Other key findings in the survey include:
- Law Firm CRM Initiatives are Mature. 48% of respondents stated their firm’s CRM initiative was more than five years old. Another 23% put the age between 3 and 5 years. About one-third say their CRM projects are less than a year old.
- Law Firm CRM Spending to Rise. 63% of survey takers said their firm will fund additional CRM investments in the next 12 months. 53% either “strongly agree” or “agree” they will upgrade their firm’s existing CRM in the next three years.
- Law Firm CRM Seeing ROI; Success. 50% of respondents “strongly agree” or “agree” their law firm is seeing measurable ROI from their CRM initiatives. Absent ROI, when asked whether or not the CRM project was successful, a plurality of 41% said their CRM project was a success.
- #1 Barrier to Success is a Lack of Employee Buy-In. 33% of respondents reported “lack of employee buy-in” as the top barrier to CRM success.
- The Difference between Success and Failure. Analysis suggests firms with successful CRM projects are more likely to implement CRM as a firm-wide, strategic process, which accounts for the human aspects of change management, rather than merely a technology implementation.
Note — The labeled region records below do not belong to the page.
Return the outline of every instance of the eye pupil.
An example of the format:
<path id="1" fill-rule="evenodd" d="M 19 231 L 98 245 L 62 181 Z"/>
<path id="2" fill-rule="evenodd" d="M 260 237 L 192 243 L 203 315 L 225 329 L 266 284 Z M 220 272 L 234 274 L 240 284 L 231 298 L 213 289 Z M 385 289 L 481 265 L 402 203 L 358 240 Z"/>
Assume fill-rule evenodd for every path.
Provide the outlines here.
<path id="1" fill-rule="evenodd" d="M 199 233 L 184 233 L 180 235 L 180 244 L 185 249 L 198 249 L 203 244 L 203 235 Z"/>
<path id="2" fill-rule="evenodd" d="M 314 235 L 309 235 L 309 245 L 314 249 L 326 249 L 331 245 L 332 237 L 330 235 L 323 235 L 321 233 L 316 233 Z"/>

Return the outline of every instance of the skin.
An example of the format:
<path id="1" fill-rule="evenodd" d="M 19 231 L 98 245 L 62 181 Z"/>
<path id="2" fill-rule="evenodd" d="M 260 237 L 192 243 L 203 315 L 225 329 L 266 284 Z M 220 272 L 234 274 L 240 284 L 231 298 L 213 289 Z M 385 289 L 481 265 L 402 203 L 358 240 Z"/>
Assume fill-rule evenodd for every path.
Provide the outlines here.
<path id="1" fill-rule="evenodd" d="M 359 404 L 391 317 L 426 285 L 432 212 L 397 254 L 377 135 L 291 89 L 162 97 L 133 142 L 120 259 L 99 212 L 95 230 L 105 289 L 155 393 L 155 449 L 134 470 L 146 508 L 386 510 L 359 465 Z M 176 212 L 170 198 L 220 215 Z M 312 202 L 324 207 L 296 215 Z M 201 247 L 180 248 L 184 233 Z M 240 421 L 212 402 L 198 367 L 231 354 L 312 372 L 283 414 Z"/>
- Successful CRM Projects Yield Better Client Relations and Cross-Selling. More than 50% of respondents cited “better client relationships” as the primary benefit as the result of a law firm CRM project. Another 48% cite “improved ability to cross-sell.”
“Conventional business wisdom tells us it’s far easier to sell new or additional services to existing and satisfied clients,” added Seward. “While it’s not a leap of faith to suggest that law firms with effective CRM projects report better client relationships and an ability to cross-sell, it’s revealing to see this concept supported by survey data.”